If prison authorities do not understand why thousands of inmates not directly affected by solitary confinement would join the protests, at great risk to themselves, they have only themselves to blame. They are victims of their own censorship.
If they were to listen to the inmates, they would understand that protests are almost always the product of what prisoners perceive to be officials’ abuse of arbitrary power. They are generally done by men made desperate by the lack of options to address their grievances. At the heart of the problem is a lack of open communications and freedom of expression.
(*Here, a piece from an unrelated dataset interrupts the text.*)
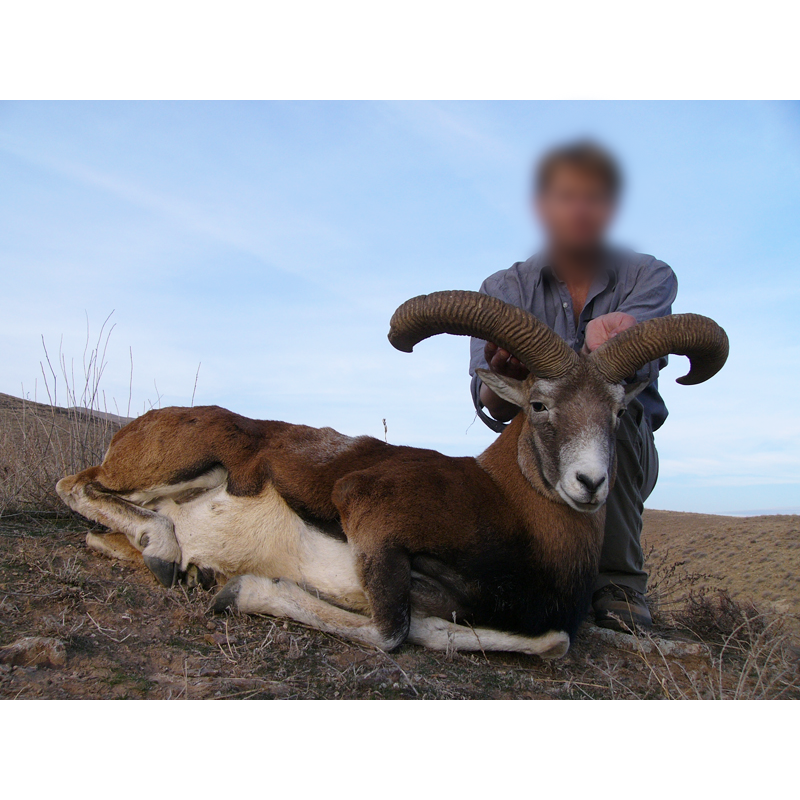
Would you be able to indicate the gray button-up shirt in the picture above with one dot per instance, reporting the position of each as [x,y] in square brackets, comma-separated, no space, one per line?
[639,285]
As a practical matter this is easy to resolve: institute mechanisms for authorities to meet regularly with inmates to discuss their problems without fear of reprisal. But this goes against entrenched attitudes, and too many officials see it as a surrender of their authority.
Too bad, because making responsible inmates partners in managing prison problems has worked extremely well in the Louisiana State Penitentiary, where the warden and sub-wardens have, for decades, regularly met with inmate leaders to discuss problems. It has gone from being one of the bloodiest to one of the safest maximum security prisons in America.
And if prison officials actually listened to inmates, they would find that their demands are often reasonable. It goes without saying that some inmates must be isolated for security reasons. And the California protesters acknowledge as much. They don’t demand a total end to the use of solitary confinement, but only reasonable limits to who is locked up and for how long, as well as some simple improvements like more educational and rehabilitative programming for those in solitary.
Why should you be concerned about the inhumane conditions of prolonged solitary confinement, with all the social, emotional and mental deterioration that it entails? Well, every year men from California’s Pelican Bay and other supermax prisons around the nation are released directly from the vacuum of their cells into free society, to live and work among you and your loved ones. As a matter of self-preservation, maybe we should all join the prisoners’ request for rehabilitative opportunities that will improve the mental health of those in solitary.
Wilbert Rideau, who served nearly 44 years for manslaughter, mostly at the Louisiana State Penitentiary, is a journalist and the author of the memoir “In the Place of Justice: A Story of Punishment and Deliverance.”